The way to go searching in such a database is probaby to store the whole dataset in fixed-length records and then using binary search. It's trivial and fast.
Edit: if you make sure entries are sorted and every entry has an unique incremental contiguous ID then you can even implement binary search via SQL itself with just few primary key lookups (few = log_2(N))
Btw, if you really need high performance here use a key-value DB and just store all the 2^24 entries (16 million), then just drop the last ".xxx" from the IP and perform a single lookup that will return the "id" of the place. Then retrieve place:<id> key to get the real location.
Btw, if you really need high performance here use a key-value DB
Or a real relational database configured with a "key" column and a "value" column and let the wonders of proper clustering and indexing provide you with the data in realtime no matter what load you put on it, because this dataset is shit tiny.

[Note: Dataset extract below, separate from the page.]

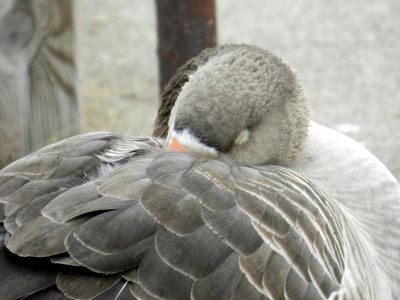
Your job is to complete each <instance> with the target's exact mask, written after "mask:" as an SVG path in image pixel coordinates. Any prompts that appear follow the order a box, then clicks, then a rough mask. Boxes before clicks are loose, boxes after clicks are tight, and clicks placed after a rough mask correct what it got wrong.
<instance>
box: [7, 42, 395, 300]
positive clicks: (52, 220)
mask: <svg viewBox="0 0 400 300" xmlns="http://www.w3.org/2000/svg"><path fill="white" fill-rule="evenodd" d="M163 101H164V103H163V104H162V107H161V108H160V112H159V116H158V119H157V124H156V127H155V128H156V133H157V132H158V134H160V135H163V136H164V137H165V135H166V132H167V128H169V130H168V132H169V133H168V137H167V139H166V140H164V139H161V138H132V137H129V136H125V135H117V134H112V133H104V132H103V133H89V134H83V135H80V136H76V137H72V138H69V139H66V140H63V141H61V142H58V143H56V144H53V145H50V146H48V147H45V148H43V149H41V150H39V151H37V152H36V153H33V154H31V155H29V156H27V157H25V158H22V159H20V160H18V161H16V162H14V163H13V164H11V165H10V166H8V167H6V168H5V169H3V170H2V171H1V172H0V202H1V203H0V217H1V218H0V219H1V220H2V225H1V230H2V231H1V232H0V234H1V235H0V236H1V243H2V245H1V248H0V266H1V268H0V288H1V290H2V294H3V295H7V296H6V298H5V299H20V298H24V297H27V298H26V299H66V298H67V299H68V298H70V299H98V300H101V299H149V300H151V299H259V300H262V299H396V297H397V296H398V295H399V294H400V273H399V271H398V270H400V214H399V211H400V186H399V183H398V182H397V181H396V180H395V179H394V178H393V176H392V175H391V174H390V173H389V171H387V169H386V168H385V167H384V166H383V165H382V164H381V163H380V162H379V161H378V160H377V159H376V158H374V157H373V156H372V155H371V154H370V153H369V152H368V151H367V150H365V149H364V148H363V147H362V146H361V145H359V144H357V143H356V142H354V141H352V140H350V139H348V138H346V137H344V136H342V135H341V134H339V133H336V132H334V131H331V130H329V129H327V128H325V127H322V126H320V125H318V124H315V123H313V122H309V113H308V107H307V103H306V100H305V97H304V95H303V93H302V89H301V84H300V83H299V81H298V79H297V78H296V76H295V75H294V73H293V72H292V71H291V70H290V68H289V67H287V66H286V65H285V64H284V63H283V62H282V61H281V60H280V59H278V58H277V57H275V56H273V55H272V54H270V53H269V52H267V51H264V50H261V49H259V48H256V47H252V46H245V45H228V46H221V47H217V48H215V49H211V50H207V51H205V52H203V53H202V54H201V55H200V56H199V57H197V58H194V59H192V60H191V61H189V62H188V63H187V64H186V65H185V66H183V67H182V69H181V70H180V71H179V72H178V73H177V75H176V76H175V77H174V78H173V79H172V80H171V82H170V84H169V85H168V87H167V90H166V91H165V93H164V98H163ZM171 110H172V111H171ZM170 114H171V118H169V116H170ZM168 122H169V123H168ZM174 139H176V140H178V141H179V142H180V143H181V144H182V145H183V146H184V147H185V148H186V149H189V151H190V152H191V154H190V153H180V152H174V151H170V150H168V149H166V148H168V147H172V143H173V141H174ZM272 164H274V165H272ZM24 299H25V298H24Z"/></svg>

No really. I'm dead serious.
If you feel like optimizing this further, you can ofcourse also save memory by shifting countries and cities to separate tables, this reducing the size of the dataset noticeably, maybe by up to 40%.
I'm just shaking my head at all the "database problems" MySQL users invent to excuse their choice of subpar DB.

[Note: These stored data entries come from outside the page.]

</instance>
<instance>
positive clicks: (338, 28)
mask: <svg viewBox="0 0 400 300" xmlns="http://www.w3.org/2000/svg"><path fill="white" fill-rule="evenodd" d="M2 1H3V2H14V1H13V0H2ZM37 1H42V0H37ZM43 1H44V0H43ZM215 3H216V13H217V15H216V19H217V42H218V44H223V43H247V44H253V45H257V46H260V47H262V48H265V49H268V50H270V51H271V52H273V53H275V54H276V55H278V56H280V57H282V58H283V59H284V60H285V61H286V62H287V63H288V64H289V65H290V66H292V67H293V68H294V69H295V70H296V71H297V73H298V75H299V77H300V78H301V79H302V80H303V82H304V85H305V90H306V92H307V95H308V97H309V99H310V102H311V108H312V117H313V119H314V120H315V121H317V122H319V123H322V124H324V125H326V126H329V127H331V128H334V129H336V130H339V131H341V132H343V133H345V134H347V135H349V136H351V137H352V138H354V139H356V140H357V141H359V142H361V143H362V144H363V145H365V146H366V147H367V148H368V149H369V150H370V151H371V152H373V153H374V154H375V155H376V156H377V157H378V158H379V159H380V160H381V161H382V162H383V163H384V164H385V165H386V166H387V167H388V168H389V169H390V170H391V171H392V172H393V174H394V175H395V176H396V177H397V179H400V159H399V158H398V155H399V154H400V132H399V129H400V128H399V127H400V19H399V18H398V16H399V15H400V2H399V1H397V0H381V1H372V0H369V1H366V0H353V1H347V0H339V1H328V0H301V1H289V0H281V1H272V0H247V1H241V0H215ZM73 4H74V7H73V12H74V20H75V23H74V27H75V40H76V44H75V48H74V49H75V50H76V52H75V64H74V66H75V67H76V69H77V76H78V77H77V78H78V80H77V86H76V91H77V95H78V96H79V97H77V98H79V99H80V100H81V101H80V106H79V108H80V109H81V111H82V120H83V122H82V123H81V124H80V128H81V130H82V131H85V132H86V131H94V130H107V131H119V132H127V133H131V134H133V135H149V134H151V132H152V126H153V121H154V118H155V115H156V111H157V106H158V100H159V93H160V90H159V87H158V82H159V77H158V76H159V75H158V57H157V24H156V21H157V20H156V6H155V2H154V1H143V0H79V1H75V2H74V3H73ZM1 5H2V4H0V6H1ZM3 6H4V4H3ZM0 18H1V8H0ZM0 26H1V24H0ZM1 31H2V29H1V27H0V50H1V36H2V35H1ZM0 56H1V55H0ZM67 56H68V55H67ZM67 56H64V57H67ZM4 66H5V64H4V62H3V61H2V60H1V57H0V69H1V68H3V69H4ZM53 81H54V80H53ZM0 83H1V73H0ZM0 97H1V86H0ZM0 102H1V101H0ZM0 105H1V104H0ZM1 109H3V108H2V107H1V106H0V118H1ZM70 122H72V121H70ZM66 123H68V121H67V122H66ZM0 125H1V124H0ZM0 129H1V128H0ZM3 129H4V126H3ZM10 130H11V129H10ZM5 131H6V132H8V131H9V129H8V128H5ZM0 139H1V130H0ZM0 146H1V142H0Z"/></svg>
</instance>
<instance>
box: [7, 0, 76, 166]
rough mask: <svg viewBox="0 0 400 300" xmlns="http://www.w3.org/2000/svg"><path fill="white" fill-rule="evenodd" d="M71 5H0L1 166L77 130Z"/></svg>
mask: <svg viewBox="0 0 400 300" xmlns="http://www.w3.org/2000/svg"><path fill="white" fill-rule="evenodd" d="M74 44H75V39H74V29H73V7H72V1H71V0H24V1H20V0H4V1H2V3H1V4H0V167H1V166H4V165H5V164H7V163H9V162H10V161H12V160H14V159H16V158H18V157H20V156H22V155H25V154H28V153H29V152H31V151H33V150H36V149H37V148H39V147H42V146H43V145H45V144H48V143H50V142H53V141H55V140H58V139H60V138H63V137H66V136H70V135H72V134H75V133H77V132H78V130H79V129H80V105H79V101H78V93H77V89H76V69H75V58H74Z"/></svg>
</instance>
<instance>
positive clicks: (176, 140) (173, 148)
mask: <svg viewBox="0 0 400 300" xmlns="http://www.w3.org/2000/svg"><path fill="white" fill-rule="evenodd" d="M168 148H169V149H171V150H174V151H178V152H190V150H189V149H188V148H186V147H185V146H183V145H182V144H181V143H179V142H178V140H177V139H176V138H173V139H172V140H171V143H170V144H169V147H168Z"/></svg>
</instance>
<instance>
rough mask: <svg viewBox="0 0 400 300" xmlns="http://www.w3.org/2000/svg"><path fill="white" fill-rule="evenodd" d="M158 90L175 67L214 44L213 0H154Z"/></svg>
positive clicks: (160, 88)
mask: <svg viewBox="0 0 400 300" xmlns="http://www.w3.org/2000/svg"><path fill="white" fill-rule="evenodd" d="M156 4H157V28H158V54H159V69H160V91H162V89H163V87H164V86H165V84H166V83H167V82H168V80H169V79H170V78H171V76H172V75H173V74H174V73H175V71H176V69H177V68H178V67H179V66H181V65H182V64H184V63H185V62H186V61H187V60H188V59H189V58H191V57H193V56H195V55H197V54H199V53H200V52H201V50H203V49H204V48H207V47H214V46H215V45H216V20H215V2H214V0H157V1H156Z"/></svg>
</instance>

Edit: if you make sure entries are sorted and every entry has an unique incremental contiguous ID then you can even implement binary search via SQL itself with just few primary key lookups (few = log_2(N))
Btw, if you really need high performance here use a key-value DB and just store all the 2^24 entries (16 million), then just drop the last ".xxx" from the IP and perform a single lookup that will return the "id" of the place. Then retrieve place:<id> key to get the real location.